Washington (AFP) - The United States said it will impose sanctions on Moscow Tuesday, following an initially cautious response to President Vladimir Putin's order for Russian troops to deploy in two Kremlin-backed separatist areas of Ukraine.
"We plan to announce new sanctions on Russia tomorrow in response to Moscow's decisions and actions today. We are coordinating with allies and partners on that announcement," a White House spokesperson told AFP on Monday.
This came after President Joe Biden had already imposed limited sanctions on the two Russian-backed areas in eastern Ukraine's Donbass region that were earlier recognized as independent by Putin.
The United States and other Western allies are condemning Putin's move as a violation of pro-Western Ukraine's territorial integrity.
But a senior US official earlier declined to characterize whether Putin's order for Russian armed forces to conduct "peacekeeping" there counted as an actual invasion, which would trigger much wider and more severe Western sanctions against Moscow.
"We are going to assess what Russia's done," the official told reporters, stressing that Russian forces have already been deployed covertly in the separatist areas for eight years.
"Russian troops moving into Donbass would not be a new step," he said.
"We'll continue to pursue diplomacy until the tanks roll."
The Kremlin has for weeks denied plans to attack Ukraine, while at the same time building up an enormous force of troops and heavy weaponry on three sides of the country.
In a speech accusing the West of turning Ukraine into an anti-Russian bastion, Putin said he was granting recognition of independence to the self-declared Donetsk and Lugansk enclaves.
Putin then tasked the Russian military with "peacekeeping" in the region, although no detail was given as to what this meant in terms of troop movements.
The United States and its multiple Western allies warn that a full Russian invasion of Ukraine would prompt crippling economic sanctions.
With his initially restrained response, Biden signed an executive order to "prohibit new investment, trade, and financing by US persons to, from, or in the so-called DNR and LNR regions of Ukraine," White House Press Secretary Jen Psaki said Monday.
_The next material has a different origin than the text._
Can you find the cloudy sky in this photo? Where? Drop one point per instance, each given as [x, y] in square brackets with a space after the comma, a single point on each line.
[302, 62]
The order will "provide authority to impose sanctions on any person determined to operate in those areas of Ukraine," Psaki said, adding that the measures are separate from wider Western sanctions ready to go "should Russia further invade Ukraine."
The two self-proclaimed republics already have extremely limited dealings with US citizens.
Making Russia a 'pariah'
US officials continued on Monday to warn that heavy sanctions on Russia could be imposed at any time.
Secretary of State Antony Blinken slammed Russia's recognition of the separatist areas as a sign Putin had no interest in diplomacy.
Blinken said in a statement that recognizing the territories' independence "directly contradicts Russia's claimed commitment to diplomacy, and is a clear attack on Ukraine's sovereignty."
On Friday, the deputy US national security advisor for international economics, Daleep Singh, warned that the full set of sanctions under preparation would turn Russia into an international "pariah."
Following Putin's speech, the White House said that Biden talked by phone with Ukrainian President Volodymyr Zelensky for 35 minutes to "reaffirm" the US commitment to Ukrainian sovereignty. He also detailed the plan for sanctions.
Biden also spoke for half an hour with two key European allies -- French President Emmanuel Macron and German Chancellor Olaf Scholz, an official said. The three leaders "strongly condemned" Putin's decision and discussed how to coordinate their response.
The White House did not respond immediately to questions about whether there was still any consideration being given to a suggested summit between Biden and Putin.
Blinken and Russian Foreign Minister Sergei Lavrov were scheduled to meet this Thursday to discuss the possible summit.